Cette évolution juridique trouve une résonance particulière dans les résultats de l’étude intitulée Évaluation des risques psychosociaux en milieu de travail : cas de la Direction générale de l’Action sociale (DGAS), réalisée en 2025 auprès de 209 agents. L’étude avait précisément pour objectif d’identifier les facteurs de RPS présents dans l’environnement de travail de la DGAS et de fournir des éléments d’aide à la décision en matière de prévention et de promotion de la santé au travail.
Les données recueillies prennent aujourd’hui une portée nouvelle à la lumière du nouveau Code du travail : elles montrent que la prévention des risques psychosociaux ne peut plus être considérée uniquement comme une question de bien-être individuel, mais comme une composante de la politique de santé et de sécurité au travail.
Une surcharge de tâches qui appelle une prévention organisationnelle
L’un des résultats les plus significatifs de l’étude concerne la multiplication des tâches. À la question : « Faites-vous trop de choses en même temps ? », 128 agents sur 209, soit 61,24 %, répondent par l’affirmative, contre 38,76 % qui répondent non. L’étude interprète ce résultat comme un indicateur de charge mentale et de multitâche contraint, susceptibles de favoriser la fatigue psychique et l’épuisement professionnel.
Ce résultat est d’autant plus important que l’étude montre par ailleurs que près de 40 % des agents considèrent leur volume de travail comme élevé : 80 agents, soit 38,28 %, déclarent une charge de travail élevée. Plus largement, environ 82 % déclarent travailler à certains moments en dehors des horaires normaux, notamment les week-ends, les soirées, les jours fériés ou pendant les congés.

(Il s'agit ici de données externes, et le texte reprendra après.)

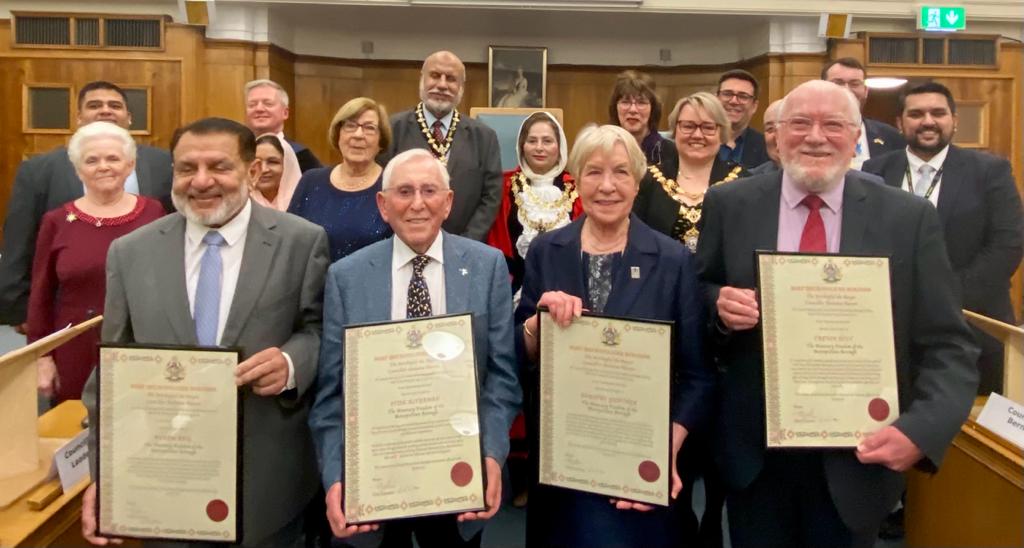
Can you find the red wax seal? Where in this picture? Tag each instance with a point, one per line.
(462, 473)
(649, 471)
(879, 409)
(216, 510)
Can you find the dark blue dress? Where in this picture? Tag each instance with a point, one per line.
(350, 218)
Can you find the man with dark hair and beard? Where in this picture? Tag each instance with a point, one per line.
(467, 148)
(978, 205)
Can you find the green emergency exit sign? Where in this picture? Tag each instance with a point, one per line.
(942, 18)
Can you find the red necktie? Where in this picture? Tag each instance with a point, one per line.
(813, 238)
(438, 136)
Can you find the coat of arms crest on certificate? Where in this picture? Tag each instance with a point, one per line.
(832, 272)
(610, 336)
(414, 339)
(174, 372)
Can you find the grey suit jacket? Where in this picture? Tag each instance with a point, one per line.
(45, 182)
(474, 163)
(278, 302)
(935, 353)
(358, 291)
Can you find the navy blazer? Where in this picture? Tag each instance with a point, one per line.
(667, 289)
(935, 353)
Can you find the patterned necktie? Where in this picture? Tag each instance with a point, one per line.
(418, 297)
(438, 132)
(927, 172)
(207, 308)
(813, 238)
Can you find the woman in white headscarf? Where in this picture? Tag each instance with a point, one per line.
(279, 174)
(540, 195)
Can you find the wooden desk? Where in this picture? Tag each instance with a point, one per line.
(58, 522)
(977, 499)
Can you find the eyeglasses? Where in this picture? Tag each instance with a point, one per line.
(742, 98)
(368, 128)
(408, 193)
(851, 84)
(686, 127)
(803, 126)
(639, 102)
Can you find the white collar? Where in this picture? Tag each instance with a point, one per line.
(936, 161)
(402, 254)
(232, 230)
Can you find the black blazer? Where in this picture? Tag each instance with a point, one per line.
(45, 182)
(935, 354)
(882, 137)
(666, 289)
(475, 166)
(980, 213)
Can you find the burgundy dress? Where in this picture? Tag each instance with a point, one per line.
(69, 282)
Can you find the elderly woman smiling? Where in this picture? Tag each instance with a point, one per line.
(69, 270)
(608, 261)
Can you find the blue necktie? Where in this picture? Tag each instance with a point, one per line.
(207, 308)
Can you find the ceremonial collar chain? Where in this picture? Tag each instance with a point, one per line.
(440, 150)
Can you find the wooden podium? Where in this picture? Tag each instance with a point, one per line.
(25, 458)
(977, 498)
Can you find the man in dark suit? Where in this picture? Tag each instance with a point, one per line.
(47, 181)
(377, 284)
(737, 90)
(466, 146)
(266, 110)
(978, 205)
(829, 497)
(877, 137)
(264, 296)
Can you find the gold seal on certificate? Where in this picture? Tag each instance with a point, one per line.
(412, 428)
(169, 432)
(604, 410)
(829, 360)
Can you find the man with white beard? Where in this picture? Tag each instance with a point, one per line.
(834, 497)
(467, 148)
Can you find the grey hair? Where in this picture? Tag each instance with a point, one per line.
(853, 106)
(97, 130)
(413, 155)
(604, 138)
(267, 83)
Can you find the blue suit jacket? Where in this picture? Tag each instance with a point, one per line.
(666, 288)
(358, 291)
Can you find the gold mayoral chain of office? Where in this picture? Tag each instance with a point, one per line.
(439, 149)
(560, 207)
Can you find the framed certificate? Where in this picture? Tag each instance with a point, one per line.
(170, 428)
(604, 409)
(829, 357)
(412, 429)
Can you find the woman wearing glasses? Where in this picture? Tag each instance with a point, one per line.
(343, 199)
(672, 193)
(636, 109)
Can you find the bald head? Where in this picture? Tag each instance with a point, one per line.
(441, 81)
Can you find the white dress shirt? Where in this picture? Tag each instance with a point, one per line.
(233, 233)
(915, 163)
(401, 275)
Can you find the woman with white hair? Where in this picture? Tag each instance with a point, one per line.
(609, 262)
(69, 269)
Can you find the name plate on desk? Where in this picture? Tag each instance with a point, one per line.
(829, 359)
(412, 427)
(169, 432)
(605, 428)
(1004, 417)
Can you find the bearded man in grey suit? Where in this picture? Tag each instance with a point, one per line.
(268, 302)
(467, 148)
(376, 284)
(48, 180)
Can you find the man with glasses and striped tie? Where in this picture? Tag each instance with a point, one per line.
(225, 271)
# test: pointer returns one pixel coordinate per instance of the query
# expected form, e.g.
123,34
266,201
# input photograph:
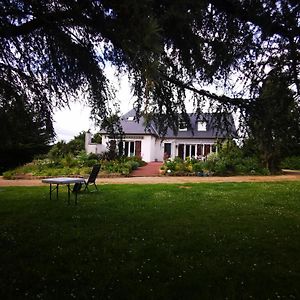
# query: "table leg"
68,194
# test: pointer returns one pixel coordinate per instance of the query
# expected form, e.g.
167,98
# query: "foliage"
152,242
230,160
25,131
292,163
274,121
52,49
75,165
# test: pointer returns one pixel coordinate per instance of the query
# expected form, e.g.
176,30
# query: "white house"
198,141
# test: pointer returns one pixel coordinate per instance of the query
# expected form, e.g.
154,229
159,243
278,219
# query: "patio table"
63,180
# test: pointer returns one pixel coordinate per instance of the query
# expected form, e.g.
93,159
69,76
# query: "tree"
49,50
274,121
26,130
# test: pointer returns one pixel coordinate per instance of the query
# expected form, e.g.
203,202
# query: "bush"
292,163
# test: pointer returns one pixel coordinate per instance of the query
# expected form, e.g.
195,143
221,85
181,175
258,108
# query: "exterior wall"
175,142
91,147
152,149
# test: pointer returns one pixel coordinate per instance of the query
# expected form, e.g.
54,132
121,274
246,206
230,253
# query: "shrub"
292,162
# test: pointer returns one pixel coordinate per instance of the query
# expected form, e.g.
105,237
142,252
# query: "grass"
191,241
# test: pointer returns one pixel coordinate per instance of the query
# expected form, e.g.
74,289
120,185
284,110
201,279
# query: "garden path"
149,170
288,176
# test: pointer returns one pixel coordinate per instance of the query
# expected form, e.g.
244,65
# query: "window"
201,126
182,126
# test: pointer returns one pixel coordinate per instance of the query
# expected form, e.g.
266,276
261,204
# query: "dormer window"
182,126
201,126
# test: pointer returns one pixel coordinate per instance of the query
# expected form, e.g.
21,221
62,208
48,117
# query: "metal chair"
92,178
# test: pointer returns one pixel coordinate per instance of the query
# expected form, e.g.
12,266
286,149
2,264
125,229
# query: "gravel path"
290,176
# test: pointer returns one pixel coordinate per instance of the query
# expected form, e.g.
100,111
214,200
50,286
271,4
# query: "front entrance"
191,150
167,150
131,148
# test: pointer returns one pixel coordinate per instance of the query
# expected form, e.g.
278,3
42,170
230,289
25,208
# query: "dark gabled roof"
214,123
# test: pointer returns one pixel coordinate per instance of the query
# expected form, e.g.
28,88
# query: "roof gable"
217,126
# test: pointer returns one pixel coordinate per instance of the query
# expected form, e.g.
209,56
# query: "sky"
68,122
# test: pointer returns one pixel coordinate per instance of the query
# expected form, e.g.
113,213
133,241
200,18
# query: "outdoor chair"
91,180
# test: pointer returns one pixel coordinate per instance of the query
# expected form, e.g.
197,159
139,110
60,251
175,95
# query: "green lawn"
195,241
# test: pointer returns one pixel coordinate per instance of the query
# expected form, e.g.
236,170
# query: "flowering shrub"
230,160
76,165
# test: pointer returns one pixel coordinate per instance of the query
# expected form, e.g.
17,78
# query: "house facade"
198,141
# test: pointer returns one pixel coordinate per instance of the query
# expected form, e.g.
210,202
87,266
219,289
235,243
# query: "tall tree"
26,130
274,121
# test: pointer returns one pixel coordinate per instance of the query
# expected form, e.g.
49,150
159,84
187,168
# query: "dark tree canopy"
274,122
49,50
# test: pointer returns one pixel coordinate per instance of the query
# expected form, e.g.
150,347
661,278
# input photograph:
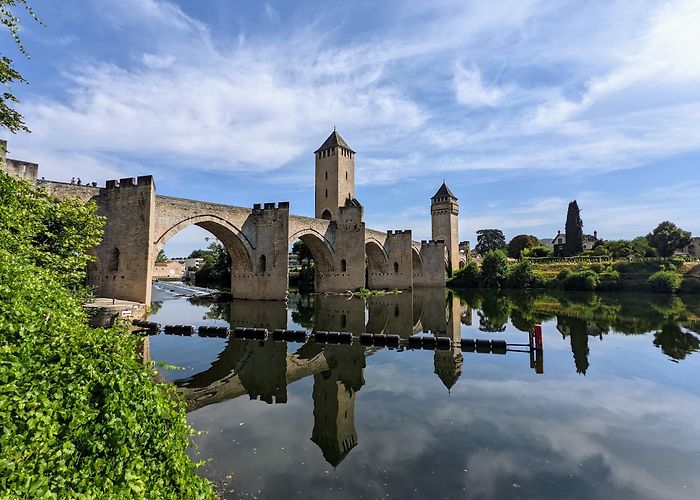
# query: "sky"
521,106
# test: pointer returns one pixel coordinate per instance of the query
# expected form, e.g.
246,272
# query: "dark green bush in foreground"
80,415
664,282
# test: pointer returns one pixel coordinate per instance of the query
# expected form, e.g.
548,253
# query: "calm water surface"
610,410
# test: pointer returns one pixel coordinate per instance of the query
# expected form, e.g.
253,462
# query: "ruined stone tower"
444,210
335,176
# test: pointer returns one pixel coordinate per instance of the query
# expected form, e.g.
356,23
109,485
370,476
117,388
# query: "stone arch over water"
231,237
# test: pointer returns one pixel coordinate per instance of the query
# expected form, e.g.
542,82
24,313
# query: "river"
610,408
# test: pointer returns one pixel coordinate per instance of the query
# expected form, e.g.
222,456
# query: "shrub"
586,280
609,280
468,276
537,252
520,243
664,282
521,276
494,269
82,417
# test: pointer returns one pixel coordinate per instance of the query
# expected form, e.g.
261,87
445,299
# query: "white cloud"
570,89
271,13
471,91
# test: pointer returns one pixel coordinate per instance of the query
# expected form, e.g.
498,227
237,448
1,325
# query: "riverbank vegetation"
674,320
645,263
81,415
653,275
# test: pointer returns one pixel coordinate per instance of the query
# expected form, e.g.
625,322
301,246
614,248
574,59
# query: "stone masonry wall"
432,254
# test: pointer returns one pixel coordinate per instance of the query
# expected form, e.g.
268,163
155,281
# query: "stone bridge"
347,255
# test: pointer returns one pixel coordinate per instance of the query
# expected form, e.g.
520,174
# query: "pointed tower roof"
334,140
443,192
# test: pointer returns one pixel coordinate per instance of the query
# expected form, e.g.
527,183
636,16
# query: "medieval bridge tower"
348,256
335,176
445,223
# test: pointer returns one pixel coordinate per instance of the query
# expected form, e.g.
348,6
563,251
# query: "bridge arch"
230,236
321,249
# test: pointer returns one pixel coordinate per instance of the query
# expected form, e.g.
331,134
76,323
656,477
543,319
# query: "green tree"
666,238
161,256
536,252
55,236
574,230
489,239
197,254
520,243
215,271
494,269
303,253
467,277
10,118
72,396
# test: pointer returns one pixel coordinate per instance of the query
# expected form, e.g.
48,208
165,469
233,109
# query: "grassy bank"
659,276
81,415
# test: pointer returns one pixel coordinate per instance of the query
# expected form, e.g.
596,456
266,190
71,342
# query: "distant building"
589,240
559,243
193,263
692,250
17,168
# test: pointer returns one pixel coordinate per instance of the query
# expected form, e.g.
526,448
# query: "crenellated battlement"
262,207
142,180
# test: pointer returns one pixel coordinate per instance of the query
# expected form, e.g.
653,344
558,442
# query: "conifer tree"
574,230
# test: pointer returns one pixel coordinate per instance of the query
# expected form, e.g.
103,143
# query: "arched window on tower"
114,260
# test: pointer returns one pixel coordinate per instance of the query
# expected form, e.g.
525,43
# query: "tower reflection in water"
262,370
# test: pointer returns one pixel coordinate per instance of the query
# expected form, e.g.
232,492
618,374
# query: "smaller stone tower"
444,210
335,176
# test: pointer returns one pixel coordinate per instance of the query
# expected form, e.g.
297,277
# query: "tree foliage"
488,240
303,253
666,238
82,416
520,243
215,271
10,118
537,252
574,230
620,249
494,269
54,236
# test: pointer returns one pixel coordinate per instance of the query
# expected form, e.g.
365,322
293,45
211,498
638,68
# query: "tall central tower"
335,176
444,211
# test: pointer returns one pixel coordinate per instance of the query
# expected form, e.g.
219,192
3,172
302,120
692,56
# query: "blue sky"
522,106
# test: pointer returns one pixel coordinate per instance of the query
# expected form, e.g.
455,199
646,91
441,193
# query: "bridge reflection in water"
262,370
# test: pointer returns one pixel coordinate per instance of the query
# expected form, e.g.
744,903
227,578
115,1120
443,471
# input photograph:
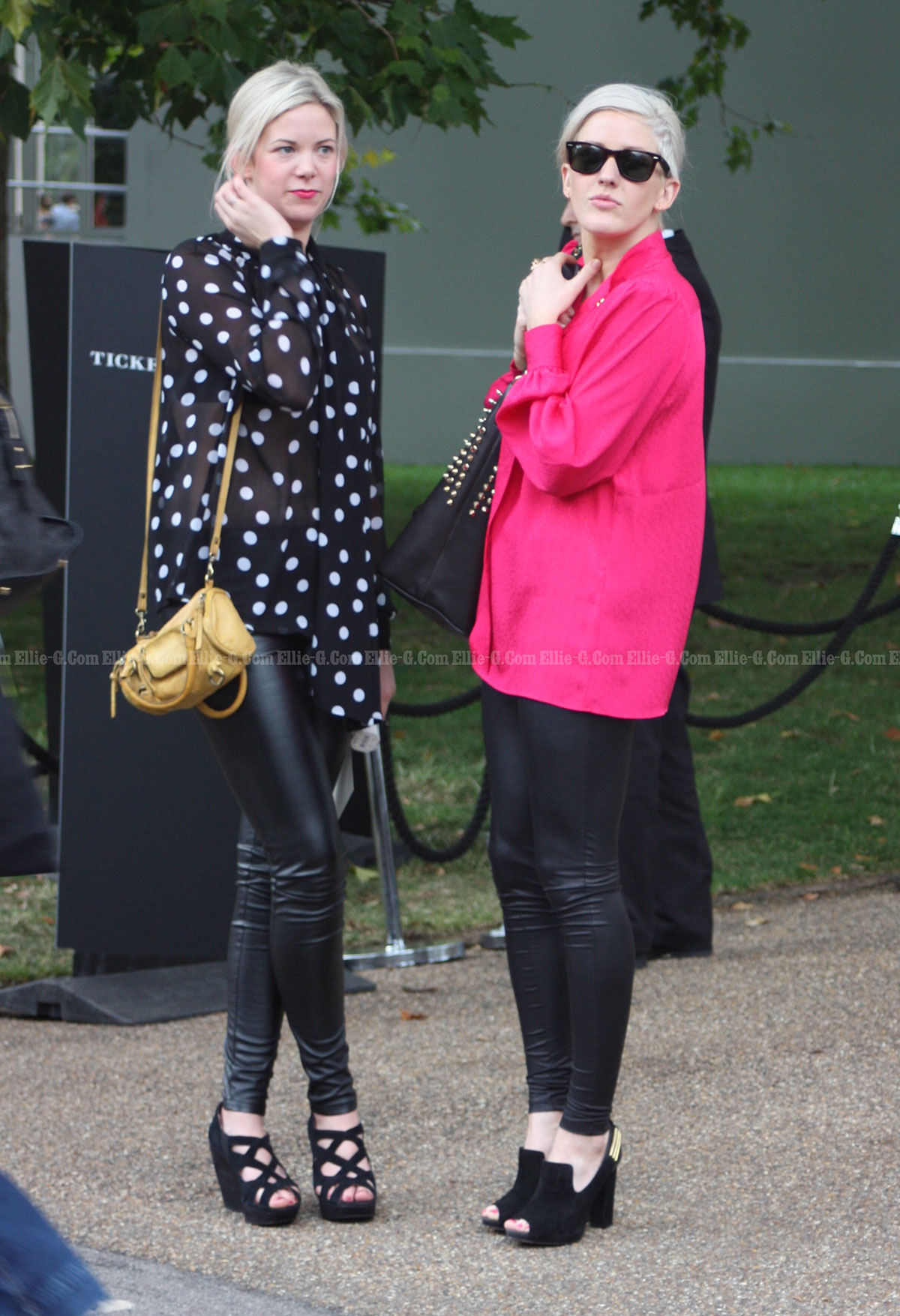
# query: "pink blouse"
595,532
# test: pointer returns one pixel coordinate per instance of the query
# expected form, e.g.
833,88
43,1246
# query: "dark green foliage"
718,34
174,62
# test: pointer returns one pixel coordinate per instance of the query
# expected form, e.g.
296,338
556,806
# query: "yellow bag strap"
152,461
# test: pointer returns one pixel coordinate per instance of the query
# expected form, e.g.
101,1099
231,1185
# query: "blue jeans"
40,1274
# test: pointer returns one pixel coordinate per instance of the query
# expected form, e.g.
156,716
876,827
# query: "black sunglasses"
633,165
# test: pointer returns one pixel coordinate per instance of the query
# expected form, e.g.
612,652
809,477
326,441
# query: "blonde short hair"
266,95
650,106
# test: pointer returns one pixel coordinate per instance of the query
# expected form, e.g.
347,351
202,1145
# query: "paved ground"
758,1106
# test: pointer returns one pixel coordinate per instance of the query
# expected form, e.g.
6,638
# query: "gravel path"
757,1102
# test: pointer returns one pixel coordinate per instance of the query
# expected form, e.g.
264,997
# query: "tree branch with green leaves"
718,33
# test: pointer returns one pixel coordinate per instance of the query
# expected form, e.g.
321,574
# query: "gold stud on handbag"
204,645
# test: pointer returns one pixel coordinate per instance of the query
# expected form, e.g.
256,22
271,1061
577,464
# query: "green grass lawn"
806,795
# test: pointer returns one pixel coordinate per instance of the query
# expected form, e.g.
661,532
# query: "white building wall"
802,252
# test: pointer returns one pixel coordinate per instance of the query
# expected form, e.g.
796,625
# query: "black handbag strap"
15,454
152,461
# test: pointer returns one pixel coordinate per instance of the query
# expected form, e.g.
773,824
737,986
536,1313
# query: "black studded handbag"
34,542
436,561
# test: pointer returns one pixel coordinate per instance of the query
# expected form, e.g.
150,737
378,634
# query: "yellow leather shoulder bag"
204,645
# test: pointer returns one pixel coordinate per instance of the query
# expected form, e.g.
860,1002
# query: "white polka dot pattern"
304,508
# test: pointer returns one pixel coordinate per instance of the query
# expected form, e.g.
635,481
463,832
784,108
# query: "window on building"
64,186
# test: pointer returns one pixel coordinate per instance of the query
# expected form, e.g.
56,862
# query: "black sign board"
148,827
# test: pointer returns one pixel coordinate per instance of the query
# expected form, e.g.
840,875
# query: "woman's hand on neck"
249,217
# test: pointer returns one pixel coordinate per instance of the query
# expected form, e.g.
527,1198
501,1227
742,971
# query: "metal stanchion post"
396,953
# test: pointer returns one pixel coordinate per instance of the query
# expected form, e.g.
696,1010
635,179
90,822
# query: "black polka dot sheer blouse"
303,536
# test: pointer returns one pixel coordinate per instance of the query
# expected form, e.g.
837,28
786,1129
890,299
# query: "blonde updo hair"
654,108
266,95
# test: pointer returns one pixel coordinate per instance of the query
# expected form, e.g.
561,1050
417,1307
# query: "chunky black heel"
556,1215
523,1190
253,1195
349,1174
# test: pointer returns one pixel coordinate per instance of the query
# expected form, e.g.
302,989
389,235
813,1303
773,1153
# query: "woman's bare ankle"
242,1124
542,1127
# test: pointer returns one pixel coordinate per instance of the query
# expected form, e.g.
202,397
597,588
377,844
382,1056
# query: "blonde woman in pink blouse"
590,573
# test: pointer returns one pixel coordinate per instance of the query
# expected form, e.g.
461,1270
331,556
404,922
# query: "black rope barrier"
442,706
824,658
798,628
840,628
434,854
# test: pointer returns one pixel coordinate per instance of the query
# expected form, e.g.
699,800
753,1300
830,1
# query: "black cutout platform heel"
523,1190
251,1197
556,1215
350,1174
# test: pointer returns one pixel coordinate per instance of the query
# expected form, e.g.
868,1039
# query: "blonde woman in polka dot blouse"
254,316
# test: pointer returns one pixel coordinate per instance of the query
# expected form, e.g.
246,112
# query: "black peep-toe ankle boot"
556,1215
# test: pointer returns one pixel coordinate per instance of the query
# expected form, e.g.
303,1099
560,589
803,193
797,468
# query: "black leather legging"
556,789
280,756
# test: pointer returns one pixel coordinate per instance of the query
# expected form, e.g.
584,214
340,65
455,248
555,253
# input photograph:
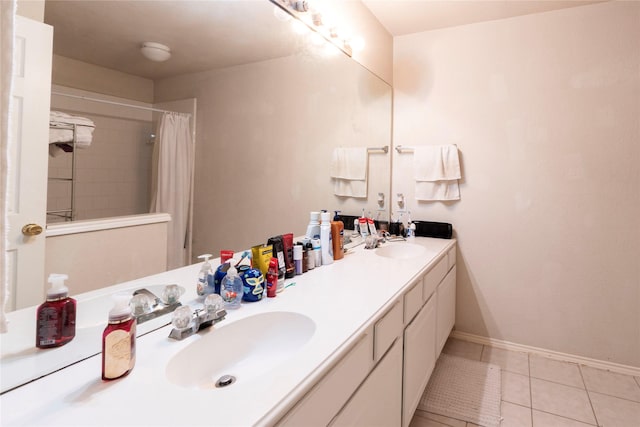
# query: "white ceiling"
402,17
202,35
221,33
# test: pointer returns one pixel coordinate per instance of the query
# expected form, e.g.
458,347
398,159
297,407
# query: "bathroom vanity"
352,343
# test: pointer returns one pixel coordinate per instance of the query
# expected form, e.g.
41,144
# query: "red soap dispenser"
56,317
119,340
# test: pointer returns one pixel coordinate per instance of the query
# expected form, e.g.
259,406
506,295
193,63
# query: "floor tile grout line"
530,391
556,382
565,417
595,417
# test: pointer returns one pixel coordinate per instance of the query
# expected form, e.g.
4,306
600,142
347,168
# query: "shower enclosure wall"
112,176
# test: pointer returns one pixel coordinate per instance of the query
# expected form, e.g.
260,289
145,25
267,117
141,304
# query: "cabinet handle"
31,229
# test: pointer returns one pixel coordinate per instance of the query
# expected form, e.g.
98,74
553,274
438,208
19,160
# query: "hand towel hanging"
349,171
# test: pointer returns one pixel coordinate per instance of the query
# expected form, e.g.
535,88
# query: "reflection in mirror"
271,108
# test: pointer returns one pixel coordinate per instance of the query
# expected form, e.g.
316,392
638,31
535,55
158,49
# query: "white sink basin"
401,250
244,349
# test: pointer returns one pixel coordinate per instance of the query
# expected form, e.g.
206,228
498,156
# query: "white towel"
349,188
437,190
58,121
349,163
436,163
349,171
436,170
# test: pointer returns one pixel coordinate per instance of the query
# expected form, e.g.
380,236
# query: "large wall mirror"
272,105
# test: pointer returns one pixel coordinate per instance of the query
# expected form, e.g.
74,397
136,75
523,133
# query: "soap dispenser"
231,289
337,236
119,340
56,317
203,276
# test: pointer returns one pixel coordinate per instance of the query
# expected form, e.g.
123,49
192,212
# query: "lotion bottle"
56,317
231,289
337,237
313,229
205,277
326,243
119,340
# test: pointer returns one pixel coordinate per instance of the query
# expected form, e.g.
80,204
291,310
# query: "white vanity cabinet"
378,402
355,371
380,380
419,358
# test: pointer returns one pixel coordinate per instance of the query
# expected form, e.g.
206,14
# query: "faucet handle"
182,318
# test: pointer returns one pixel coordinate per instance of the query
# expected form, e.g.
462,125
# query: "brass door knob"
31,230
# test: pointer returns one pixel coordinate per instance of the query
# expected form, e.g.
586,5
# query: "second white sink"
244,349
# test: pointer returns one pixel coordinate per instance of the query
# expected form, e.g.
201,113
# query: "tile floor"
542,392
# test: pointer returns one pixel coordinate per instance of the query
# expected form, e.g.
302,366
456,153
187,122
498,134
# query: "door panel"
28,152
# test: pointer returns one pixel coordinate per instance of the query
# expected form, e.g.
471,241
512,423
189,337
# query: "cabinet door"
378,402
446,308
419,358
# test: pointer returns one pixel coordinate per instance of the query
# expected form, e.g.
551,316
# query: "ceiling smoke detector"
155,51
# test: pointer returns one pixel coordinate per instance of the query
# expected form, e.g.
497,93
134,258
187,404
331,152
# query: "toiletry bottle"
305,257
313,229
317,252
287,241
204,276
297,258
337,237
119,340
325,238
311,259
272,278
231,288
56,317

Ces constats entrent directement en résonance avec la logique du nouveau Code. Celui-ci introduit une obligation d’appréciation des risques à l’article 327. L’appréciation des risques ne se limite donc plus à constater l’existence d’un danger : elle implique d’identifier, d’analyser et d’évaluer les risques auxquels les travailleurs sont exposés. Le texte prévoit également, à l’article 328, l’élaboration et la mise en œuvre d’un plan ou programme de prévention.
Autrement dit, face à un constat tel que celui de la DGAS, la réponse ne devrait pas être uniquement individuelle (apprendre à mieux gérer son stress, par exemple), mais également organisationnelle : répartition des tâches, planification, effectifs, horaires, moyens de travail, priorisation des activités et mécanismes de récupération.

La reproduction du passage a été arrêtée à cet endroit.